Re: Open Source vs. Closed Source [ was Re: [fw-wiz] FirewallThroughput ]


From: Chris Calabrese <christopher_calabrese () merck com>
Date: Sun, 17 Sep 2000 14:41:34 -0400

I think this is a very touchy subject, and the proper way of doing things
depends greatly from one situation to the next.

In the best of all possible worlds, you inform the vendor, they work with you to

come up with a fix, they distribute the fix widely, and life is good.

In the real world, experiences vary greatly by the vendor's actual commitment to

security and their sliminess factor.  In the best cases, things go something
like the above.  In most cases they require gentle prodding of the vendor at
each step of the way.  In the worst cases, the vendor starts out by claiming
that their product isn't the problem and that you've obviously done nothing
wrong.  You then have to convince them by setting up a demonstration for them
that is very similar to the type you might use for the press.  Next, they tell
you they've place it on their development list and that they will eventually
address it.  After a few months, you bug them some more and they tell you
they're working on it.  After that, the logical thing is to go to CERT, but they

usually won't release an advisory unless the vendor has a patch, so they're no
help either with an extremely slimy vendor.  After that, your only recourse is
to threaten to widely publicize the vulnerability and how the vendor tried to
ignore the problem.  Eventually, you may have to make good on your threat (at
which point, you're usually so angry that you want the vendor to receive the
worst possible press anyway).

Now, that doesn't mean you have to release exploit code or that you shouldn't
give the vendor a reasonable amount of time to react to each new development.

Doug Hughes wrote:

On Fri, 15 Sep 2000, amanda wrote:


You could always make an anonymous post to bugtraq and attach some exploit
code for the script kiddies.
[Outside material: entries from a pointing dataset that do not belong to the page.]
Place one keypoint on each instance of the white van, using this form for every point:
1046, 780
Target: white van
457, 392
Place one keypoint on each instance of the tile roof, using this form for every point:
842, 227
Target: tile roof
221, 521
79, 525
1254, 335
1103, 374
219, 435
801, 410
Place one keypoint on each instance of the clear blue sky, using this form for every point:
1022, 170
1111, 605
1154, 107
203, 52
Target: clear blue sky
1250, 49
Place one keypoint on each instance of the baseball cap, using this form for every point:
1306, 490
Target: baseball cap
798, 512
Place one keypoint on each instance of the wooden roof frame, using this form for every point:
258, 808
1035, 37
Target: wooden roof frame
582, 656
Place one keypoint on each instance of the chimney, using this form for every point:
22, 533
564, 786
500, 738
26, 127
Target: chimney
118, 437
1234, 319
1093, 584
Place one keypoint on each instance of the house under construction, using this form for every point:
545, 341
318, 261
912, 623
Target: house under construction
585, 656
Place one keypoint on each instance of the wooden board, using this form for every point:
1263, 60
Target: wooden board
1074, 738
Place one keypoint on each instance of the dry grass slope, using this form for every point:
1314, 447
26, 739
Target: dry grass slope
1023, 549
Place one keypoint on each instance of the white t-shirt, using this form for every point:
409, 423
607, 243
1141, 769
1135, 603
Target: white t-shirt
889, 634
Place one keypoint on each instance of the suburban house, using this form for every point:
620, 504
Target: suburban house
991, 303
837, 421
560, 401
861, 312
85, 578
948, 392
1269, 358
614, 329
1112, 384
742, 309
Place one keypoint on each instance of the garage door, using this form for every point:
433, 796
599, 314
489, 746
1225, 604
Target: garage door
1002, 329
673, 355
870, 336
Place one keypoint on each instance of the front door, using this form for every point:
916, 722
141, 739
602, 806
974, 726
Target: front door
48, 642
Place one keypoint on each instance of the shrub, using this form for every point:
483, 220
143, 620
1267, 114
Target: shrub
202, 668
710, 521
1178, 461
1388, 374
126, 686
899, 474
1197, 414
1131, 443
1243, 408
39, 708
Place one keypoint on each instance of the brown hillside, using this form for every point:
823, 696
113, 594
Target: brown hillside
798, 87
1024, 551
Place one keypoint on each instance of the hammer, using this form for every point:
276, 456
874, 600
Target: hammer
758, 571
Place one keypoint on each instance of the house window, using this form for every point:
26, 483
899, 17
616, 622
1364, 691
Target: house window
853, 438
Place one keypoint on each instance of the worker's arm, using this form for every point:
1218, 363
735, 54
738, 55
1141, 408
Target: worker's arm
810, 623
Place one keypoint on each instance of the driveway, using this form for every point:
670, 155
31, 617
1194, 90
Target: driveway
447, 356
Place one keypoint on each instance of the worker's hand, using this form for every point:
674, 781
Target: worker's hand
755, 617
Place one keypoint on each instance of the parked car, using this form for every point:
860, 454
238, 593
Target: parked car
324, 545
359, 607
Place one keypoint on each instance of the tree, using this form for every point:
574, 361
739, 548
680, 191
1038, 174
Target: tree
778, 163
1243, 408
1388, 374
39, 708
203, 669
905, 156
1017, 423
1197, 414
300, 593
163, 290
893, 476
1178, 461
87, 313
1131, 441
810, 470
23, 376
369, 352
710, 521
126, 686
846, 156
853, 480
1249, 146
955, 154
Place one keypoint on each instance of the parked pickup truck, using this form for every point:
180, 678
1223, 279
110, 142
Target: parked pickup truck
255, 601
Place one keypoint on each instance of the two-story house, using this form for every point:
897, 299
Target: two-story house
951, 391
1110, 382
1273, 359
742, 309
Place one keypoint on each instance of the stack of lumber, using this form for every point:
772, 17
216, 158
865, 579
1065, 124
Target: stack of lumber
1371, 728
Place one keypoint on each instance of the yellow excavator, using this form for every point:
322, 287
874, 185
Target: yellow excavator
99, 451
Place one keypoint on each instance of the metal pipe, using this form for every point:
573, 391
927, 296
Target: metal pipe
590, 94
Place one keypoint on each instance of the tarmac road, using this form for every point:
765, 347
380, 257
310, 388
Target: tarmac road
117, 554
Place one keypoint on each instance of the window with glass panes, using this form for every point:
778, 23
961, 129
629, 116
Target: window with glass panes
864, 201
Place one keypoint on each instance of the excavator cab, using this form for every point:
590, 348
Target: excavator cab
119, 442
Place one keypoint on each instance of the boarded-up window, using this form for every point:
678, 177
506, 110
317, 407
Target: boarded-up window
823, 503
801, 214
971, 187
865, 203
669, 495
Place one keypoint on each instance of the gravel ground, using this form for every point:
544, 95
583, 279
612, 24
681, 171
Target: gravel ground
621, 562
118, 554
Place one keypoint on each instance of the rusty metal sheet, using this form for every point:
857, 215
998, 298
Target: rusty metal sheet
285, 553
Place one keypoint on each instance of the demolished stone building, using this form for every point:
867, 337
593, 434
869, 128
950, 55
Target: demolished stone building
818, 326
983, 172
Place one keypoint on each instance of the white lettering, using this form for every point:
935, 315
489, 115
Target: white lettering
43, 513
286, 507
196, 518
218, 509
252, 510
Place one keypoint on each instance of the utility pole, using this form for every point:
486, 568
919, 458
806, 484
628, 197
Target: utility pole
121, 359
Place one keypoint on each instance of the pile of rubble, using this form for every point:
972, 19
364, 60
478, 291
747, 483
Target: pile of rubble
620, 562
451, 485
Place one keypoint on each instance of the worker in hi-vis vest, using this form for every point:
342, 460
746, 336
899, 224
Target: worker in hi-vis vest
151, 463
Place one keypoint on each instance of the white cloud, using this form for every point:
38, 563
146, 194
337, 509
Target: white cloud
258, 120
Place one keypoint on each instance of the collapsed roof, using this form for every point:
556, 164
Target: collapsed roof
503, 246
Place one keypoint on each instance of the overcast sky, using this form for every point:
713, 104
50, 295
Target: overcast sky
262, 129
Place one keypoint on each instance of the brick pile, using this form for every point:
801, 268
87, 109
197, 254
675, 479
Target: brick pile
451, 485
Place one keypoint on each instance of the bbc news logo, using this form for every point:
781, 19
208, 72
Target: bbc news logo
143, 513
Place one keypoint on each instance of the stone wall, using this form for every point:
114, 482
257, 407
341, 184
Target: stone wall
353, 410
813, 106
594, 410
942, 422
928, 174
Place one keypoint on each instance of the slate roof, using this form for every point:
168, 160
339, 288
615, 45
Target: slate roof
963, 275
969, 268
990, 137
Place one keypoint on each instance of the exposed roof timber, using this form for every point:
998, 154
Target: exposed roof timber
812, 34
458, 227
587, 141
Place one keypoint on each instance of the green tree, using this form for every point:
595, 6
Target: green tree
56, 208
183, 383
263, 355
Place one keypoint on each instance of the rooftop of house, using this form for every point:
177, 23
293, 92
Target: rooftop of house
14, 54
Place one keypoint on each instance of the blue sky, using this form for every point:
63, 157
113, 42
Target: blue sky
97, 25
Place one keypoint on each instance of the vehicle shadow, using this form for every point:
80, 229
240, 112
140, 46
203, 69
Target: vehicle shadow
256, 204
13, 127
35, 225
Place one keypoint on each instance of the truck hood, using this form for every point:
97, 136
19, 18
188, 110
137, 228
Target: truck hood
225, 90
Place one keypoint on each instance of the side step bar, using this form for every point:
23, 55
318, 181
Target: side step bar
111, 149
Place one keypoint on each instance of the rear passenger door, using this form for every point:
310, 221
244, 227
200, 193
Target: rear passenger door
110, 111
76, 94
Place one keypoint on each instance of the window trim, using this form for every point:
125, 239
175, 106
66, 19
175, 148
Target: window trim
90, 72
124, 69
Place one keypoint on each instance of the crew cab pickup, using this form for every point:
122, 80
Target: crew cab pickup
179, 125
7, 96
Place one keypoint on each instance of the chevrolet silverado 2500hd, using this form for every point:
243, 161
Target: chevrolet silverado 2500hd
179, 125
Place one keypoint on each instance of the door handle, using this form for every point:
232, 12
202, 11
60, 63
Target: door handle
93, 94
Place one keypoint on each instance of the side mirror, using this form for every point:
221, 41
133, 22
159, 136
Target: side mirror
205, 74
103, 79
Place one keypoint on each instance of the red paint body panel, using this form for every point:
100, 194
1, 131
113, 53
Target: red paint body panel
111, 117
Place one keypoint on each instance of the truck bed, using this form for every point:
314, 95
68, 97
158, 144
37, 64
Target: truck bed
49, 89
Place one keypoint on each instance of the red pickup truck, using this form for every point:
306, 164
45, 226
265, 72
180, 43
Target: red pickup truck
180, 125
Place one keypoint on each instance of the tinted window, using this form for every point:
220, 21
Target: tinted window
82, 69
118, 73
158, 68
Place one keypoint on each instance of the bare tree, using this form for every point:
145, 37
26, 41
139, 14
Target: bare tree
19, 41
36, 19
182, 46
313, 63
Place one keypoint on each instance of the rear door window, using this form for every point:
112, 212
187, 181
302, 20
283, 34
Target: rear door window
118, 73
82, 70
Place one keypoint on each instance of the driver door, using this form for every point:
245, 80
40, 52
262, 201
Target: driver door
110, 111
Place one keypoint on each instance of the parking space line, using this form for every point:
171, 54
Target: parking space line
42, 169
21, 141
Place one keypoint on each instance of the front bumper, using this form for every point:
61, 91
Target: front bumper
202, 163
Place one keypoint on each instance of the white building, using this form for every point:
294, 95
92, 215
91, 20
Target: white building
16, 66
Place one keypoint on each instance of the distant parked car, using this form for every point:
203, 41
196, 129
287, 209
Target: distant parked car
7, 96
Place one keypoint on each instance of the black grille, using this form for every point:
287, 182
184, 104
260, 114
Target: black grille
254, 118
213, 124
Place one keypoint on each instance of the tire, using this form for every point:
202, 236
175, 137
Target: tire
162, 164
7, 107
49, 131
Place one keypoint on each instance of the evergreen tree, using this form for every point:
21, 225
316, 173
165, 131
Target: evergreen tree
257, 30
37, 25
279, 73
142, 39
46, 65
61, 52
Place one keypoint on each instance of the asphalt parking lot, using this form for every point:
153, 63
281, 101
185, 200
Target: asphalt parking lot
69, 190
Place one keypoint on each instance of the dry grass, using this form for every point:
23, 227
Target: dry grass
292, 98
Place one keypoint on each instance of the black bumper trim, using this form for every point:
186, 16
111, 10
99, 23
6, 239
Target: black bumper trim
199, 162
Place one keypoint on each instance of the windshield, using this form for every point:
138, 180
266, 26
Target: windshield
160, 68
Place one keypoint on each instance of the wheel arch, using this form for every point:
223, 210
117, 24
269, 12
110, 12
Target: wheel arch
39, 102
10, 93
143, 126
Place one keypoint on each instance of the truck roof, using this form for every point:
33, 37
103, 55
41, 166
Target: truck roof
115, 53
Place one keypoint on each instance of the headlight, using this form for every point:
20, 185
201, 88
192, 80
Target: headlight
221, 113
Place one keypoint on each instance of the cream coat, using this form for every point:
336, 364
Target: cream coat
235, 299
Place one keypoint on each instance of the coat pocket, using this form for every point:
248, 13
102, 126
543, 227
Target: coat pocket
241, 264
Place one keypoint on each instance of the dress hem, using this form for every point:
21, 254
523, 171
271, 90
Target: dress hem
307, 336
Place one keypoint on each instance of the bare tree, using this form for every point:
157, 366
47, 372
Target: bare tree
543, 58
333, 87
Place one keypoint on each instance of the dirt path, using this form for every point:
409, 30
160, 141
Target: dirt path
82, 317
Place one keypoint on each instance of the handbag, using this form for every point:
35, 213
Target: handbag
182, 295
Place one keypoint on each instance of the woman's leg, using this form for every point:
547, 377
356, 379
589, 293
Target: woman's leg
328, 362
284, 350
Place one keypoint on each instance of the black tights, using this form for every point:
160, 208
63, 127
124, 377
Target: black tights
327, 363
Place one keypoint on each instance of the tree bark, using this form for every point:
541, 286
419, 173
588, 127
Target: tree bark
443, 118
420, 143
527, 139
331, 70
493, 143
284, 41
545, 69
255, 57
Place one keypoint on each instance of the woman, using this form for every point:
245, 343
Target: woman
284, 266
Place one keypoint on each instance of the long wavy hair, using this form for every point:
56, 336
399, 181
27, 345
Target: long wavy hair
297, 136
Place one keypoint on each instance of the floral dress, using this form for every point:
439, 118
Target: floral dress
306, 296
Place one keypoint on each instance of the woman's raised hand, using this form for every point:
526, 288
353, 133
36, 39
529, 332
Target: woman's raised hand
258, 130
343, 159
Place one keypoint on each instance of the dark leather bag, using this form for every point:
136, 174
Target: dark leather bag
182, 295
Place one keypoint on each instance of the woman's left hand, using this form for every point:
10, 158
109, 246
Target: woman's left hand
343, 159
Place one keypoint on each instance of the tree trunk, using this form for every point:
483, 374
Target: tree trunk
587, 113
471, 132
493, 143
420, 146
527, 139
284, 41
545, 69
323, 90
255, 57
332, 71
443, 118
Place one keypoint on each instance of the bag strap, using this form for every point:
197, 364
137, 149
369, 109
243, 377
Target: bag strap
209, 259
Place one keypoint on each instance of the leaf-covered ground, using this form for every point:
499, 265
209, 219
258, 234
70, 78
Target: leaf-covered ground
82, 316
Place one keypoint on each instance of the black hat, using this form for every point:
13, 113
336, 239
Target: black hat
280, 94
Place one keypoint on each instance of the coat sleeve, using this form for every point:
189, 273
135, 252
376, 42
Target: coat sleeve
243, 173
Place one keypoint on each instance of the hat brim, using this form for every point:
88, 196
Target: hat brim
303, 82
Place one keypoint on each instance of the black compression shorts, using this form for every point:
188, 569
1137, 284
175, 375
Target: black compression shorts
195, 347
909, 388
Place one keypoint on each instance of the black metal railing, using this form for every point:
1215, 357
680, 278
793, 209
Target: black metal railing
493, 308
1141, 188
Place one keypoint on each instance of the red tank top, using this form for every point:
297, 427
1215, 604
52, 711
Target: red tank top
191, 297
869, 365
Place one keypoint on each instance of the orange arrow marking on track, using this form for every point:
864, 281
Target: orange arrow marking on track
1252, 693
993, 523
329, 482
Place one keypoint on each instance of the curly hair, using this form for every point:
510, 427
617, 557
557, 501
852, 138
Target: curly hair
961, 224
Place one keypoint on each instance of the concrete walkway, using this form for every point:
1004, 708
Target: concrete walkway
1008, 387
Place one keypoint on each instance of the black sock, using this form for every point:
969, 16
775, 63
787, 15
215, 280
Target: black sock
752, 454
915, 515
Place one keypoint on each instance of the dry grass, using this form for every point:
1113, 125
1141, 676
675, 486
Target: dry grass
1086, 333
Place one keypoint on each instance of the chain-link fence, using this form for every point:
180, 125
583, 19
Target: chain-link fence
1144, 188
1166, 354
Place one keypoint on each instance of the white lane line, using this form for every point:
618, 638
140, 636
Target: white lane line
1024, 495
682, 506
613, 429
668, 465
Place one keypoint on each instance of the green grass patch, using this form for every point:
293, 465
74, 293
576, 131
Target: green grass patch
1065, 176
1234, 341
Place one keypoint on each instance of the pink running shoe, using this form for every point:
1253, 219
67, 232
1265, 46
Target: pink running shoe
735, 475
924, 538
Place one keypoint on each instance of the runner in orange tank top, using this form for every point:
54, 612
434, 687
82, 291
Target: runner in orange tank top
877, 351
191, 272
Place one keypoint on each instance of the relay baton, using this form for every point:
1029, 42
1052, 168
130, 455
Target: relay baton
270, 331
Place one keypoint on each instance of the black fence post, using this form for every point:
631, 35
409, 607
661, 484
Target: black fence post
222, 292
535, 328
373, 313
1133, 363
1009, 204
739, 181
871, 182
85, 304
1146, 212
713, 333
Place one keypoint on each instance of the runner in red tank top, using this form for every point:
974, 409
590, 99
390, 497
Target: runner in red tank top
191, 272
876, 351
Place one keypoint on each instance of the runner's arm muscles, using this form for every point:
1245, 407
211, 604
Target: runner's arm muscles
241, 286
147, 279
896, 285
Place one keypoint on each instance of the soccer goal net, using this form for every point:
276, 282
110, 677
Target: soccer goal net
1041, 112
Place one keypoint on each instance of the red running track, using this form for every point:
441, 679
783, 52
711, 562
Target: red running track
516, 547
That should get the vendors attention. Or at
least it will make some other customers complain loudly to the vendor.

No no no! Please don't do this. This brings a knee jerk reaction and often
doesn't give time for proper regression testing of fixes. In the mean
time, the script kiddies can go blasting around to their hearts content.
Better to post a patch for the problem (if possible). That serves two
purposes: make the problem known, and fix it at the same time.


Just look at how Microsoft reacted to last summers IIS exploit from eEye.
For several days they completely ignored it until it turned up on bugtraq.
Then they fixed it in a few hours.

Doesn't mean that that's the right way to do it. It means that the vendor
has to take all of their resources that may be working on other important
security issues and preempt them for a quick and dirty fix.